Am Di., 19. Nov. 2019 um 03:35 Uhr schrieb K. Janssen <janssen.kja(a)online.de>de>:
Nach heutigem (mathematischen) Verständnis der
Zusammenhänge verlieren bzw. verändern sie ihre Bedeutung, zeigen aber nach wie vor
deutlich die Fallen auf, in die menschliches Denken geraten kann. Zenon hat (Verwirrung
stiftend) nichts weiter als - gedanklich - eine endliche Strecke unendlich oft geteilt.
Mathematisch bilden die Zeitintervalle eine unendliche Reihe, die konvergent ist und damit
eine endliche Summe besitzt: nach 11, 1 Sekunden erreicht Achilles die Schildkröte.
Meines Erachtens ist das Beispiel von Zenon in zweifacher Hinsicht interessant:
1.) Zenon zeigt überdeutlich eine Sache auf: Er hat versucht zu
argumentieren. Sein (vermutlich von ihn verehrter Lehrer) Parmenides
hat so eine Art Frühversion des Satzes vom ausgeschlossenen Dritten
geliefert und eine Art Korrespondesnztheorie entwickelt. Er hat dabei
vielleicht sogar unsere Art über Sein oder Nichtsein nachzudenken
entscheidend geprägt - siehe den Vergleich zu asiatischen Denkart.
Dennoch, bei P. lesen sich diese Erkenntnisse wie Offenbarungen, die
aus den Händen eines Gottes empfangen wurden. Das wirkt auf uns heutge
Menschen extrem seltsam, aber wenn man sich z. B. die Urtexte des
Buddhismus (Pali-Kanon insbesondere, soweit ich sehe auch das
Lotos-Sutra) oder die entsprechenden Texte des Alten Testamentes.

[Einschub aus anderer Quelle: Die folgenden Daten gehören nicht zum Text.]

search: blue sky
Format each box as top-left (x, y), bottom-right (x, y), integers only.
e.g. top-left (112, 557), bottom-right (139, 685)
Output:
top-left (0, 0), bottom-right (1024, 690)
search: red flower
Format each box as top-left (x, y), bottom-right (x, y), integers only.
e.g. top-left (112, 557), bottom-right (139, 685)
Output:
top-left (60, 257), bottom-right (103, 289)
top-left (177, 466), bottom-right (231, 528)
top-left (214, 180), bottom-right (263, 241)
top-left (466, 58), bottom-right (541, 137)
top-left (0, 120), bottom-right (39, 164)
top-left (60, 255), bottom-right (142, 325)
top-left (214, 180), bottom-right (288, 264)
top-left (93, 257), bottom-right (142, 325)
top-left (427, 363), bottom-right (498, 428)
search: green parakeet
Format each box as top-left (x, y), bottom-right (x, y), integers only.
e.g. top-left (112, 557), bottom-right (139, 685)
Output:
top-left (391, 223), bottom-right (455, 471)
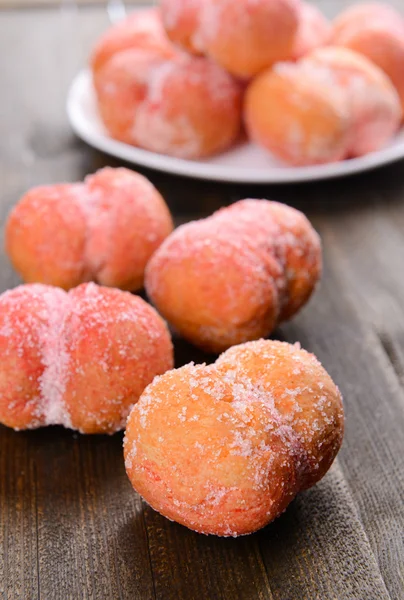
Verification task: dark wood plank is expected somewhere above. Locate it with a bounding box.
[0,0,404,600]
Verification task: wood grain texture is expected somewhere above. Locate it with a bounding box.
[0,0,404,600]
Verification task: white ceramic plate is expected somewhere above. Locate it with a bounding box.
[67,70,404,183]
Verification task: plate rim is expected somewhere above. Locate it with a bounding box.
[66,68,404,184]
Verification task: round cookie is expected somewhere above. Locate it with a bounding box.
[145,200,321,352]
[6,168,173,290]
[124,340,343,536]
[0,283,173,433]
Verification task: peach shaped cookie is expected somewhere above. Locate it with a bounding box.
[124,340,344,536]
[0,283,173,433]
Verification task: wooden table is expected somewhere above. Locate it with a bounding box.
[0,0,404,600]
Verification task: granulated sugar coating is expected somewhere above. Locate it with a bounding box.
[145,200,321,352]
[161,0,299,78]
[90,8,174,75]
[94,50,242,158]
[245,44,404,166]
[302,46,402,156]
[6,168,173,290]
[0,283,173,433]
[331,2,404,110]
[124,340,344,536]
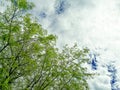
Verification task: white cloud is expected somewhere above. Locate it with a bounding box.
[31,0,120,90]
[0,0,120,90]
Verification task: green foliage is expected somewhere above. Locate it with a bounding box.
[0,0,93,90]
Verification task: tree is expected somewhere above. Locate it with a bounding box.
[0,0,93,90]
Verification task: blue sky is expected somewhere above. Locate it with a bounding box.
[0,0,120,90]
[30,0,120,90]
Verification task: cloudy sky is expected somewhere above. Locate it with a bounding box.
[0,0,120,90]
[32,0,120,90]
[32,0,120,90]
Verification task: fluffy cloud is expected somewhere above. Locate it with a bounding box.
[31,0,120,90]
[0,0,120,90]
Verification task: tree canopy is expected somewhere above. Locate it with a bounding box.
[0,0,93,90]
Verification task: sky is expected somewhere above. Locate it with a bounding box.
[32,0,120,90]
[0,0,120,90]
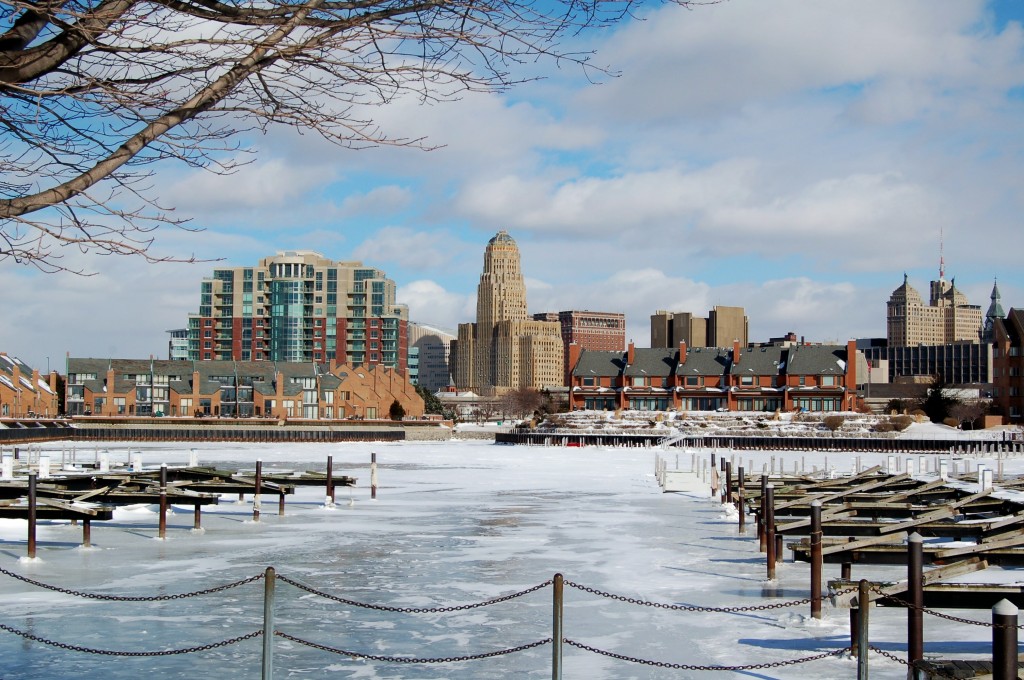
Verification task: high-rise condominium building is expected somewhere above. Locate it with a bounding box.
[534,310,626,385]
[188,250,409,371]
[453,230,564,395]
[886,266,983,347]
[650,306,750,348]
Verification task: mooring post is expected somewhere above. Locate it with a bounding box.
[764,484,775,581]
[906,532,925,677]
[27,471,36,559]
[370,454,377,499]
[857,579,871,680]
[327,456,334,505]
[992,599,1018,680]
[811,500,821,619]
[262,566,276,680]
[253,459,263,522]
[160,463,167,539]
[551,573,565,680]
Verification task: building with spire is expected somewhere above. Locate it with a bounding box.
[886,264,982,347]
[452,230,564,395]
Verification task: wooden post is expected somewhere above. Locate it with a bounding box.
[327,456,334,505]
[992,599,1018,680]
[160,463,167,539]
[551,573,564,680]
[764,484,775,581]
[261,566,276,680]
[27,471,36,559]
[253,460,263,522]
[370,454,377,499]
[758,475,768,552]
[811,501,822,619]
[906,532,925,670]
[857,579,871,680]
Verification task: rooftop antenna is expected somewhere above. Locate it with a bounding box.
[939,226,946,281]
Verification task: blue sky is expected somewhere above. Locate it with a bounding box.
[0,0,1024,368]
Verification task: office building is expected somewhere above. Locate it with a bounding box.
[188,250,409,372]
[650,306,750,348]
[534,310,626,385]
[453,230,564,395]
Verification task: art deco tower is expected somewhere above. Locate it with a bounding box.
[453,230,564,395]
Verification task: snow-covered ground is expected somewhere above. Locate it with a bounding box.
[0,436,1024,680]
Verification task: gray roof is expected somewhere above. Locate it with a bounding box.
[785,345,847,376]
[729,346,785,376]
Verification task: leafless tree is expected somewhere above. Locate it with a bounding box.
[0,0,715,271]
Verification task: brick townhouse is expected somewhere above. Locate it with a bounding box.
[569,340,857,412]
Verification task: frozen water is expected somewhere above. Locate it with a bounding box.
[0,441,1019,680]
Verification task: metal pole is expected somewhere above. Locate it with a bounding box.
[253,460,263,522]
[906,532,925,677]
[262,566,276,680]
[160,463,167,539]
[857,579,871,680]
[764,484,775,581]
[811,501,822,619]
[27,471,36,559]
[992,599,1018,680]
[551,573,564,680]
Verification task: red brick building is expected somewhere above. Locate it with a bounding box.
[992,309,1024,425]
[569,340,857,412]
[534,310,626,385]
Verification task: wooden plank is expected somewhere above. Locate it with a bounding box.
[934,535,1024,559]
[879,506,953,535]
[821,532,906,555]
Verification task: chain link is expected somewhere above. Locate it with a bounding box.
[871,586,1024,630]
[278,575,553,613]
[564,580,811,613]
[0,624,263,656]
[0,566,264,602]
[563,638,850,671]
[273,631,551,664]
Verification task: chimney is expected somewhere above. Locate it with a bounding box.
[846,340,857,392]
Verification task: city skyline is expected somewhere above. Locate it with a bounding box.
[0,0,1024,370]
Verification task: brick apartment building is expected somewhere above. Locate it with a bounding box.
[569,340,857,412]
[0,352,60,418]
[534,310,626,385]
[66,358,424,420]
[992,309,1024,425]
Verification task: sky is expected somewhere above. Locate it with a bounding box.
[0,0,1024,370]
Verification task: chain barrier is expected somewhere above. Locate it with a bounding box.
[563,580,811,613]
[273,631,551,664]
[871,586,1024,630]
[0,566,265,602]
[278,573,553,610]
[0,624,263,656]
[563,638,850,671]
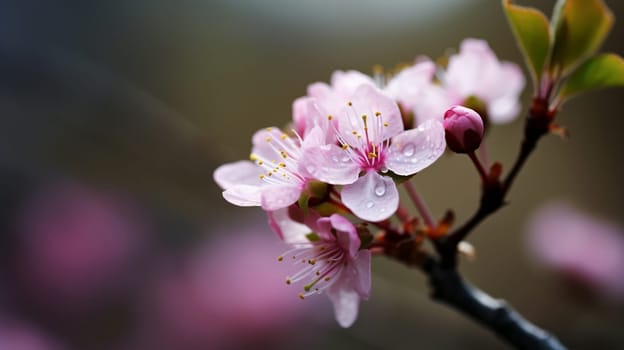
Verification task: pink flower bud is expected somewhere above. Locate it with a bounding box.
[444,106,483,153]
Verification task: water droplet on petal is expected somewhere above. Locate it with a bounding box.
[375,182,386,197]
[402,143,415,157]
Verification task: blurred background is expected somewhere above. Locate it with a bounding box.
[0,0,624,350]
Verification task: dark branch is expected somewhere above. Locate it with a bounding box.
[434,98,554,266]
[424,259,566,350]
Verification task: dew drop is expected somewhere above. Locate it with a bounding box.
[375,182,386,197]
[402,143,415,157]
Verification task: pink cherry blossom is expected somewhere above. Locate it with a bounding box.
[293,70,375,143]
[293,59,451,135]
[213,126,325,210]
[444,106,484,153]
[269,210,371,327]
[443,39,525,123]
[304,85,446,221]
[527,203,624,301]
[383,59,451,126]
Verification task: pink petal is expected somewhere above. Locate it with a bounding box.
[488,96,520,124]
[352,249,371,300]
[223,185,265,207]
[338,85,403,146]
[299,145,360,185]
[212,160,262,190]
[261,184,301,211]
[444,38,500,100]
[327,276,360,328]
[488,62,526,124]
[308,82,334,100]
[340,171,399,222]
[331,70,375,98]
[411,84,453,127]
[292,96,310,135]
[386,120,446,176]
[306,217,336,241]
[329,214,362,258]
[301,125,327,149]
[384,60,436,112]
[268,208,310,245]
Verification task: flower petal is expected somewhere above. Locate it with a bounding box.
[260,184,301,211]
[331,70,375,98]
[338,85,403,146]
[384,60,436,112]
[445,38,500,100]
[268,208,310,245]
[386,120,446,176]
[212,160,263,190]
[299,145,360,185]
[352,249,371,300]
[329,214,362,259]
[327,276,360,328]
[223,185,265,207]
[340,171,399,222]
[292,96,310,135]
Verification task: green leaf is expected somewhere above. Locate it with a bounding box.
[559,53,624,98]
[550,0,613,76]
[503,0,550,88]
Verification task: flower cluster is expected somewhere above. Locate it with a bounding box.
[214,39,524,327]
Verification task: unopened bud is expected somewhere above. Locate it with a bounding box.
[444,106,483,153]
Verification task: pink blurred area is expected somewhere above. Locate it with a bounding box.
[0,181,322,350]
[0,320,66,350]
[527,202,624,302]
[130,227,320,350]
[16,182,147,314]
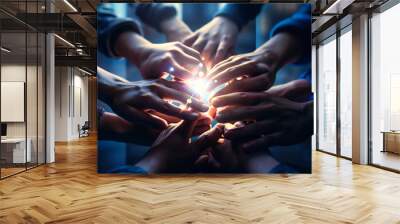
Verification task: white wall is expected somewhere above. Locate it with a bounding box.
[55,67,89,141]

Z. kommt nun der Ruhm zu, dass er es nicht einfach dabei belassen hat,
sondern sich ein Argument für die Lehre seines Lehrers ausgedacht hat.
Bewegung ist unmöglich, weil der Begriff zu unauflöslichen Aporien
führt.
2.) Zenons Rätsel wurde nach JAHRHUNDERTEN durch die Entwicklung der
europäischen Mathematik endlich geknackt. Wobei auch schon die moderne
Physik eine annehmbare Antwort bereithält.
Das lässt meines Erachtens Hoffnung bestehen, dass auch andere
unlösbar scheinende Rätsel irgendwann geknackt werden.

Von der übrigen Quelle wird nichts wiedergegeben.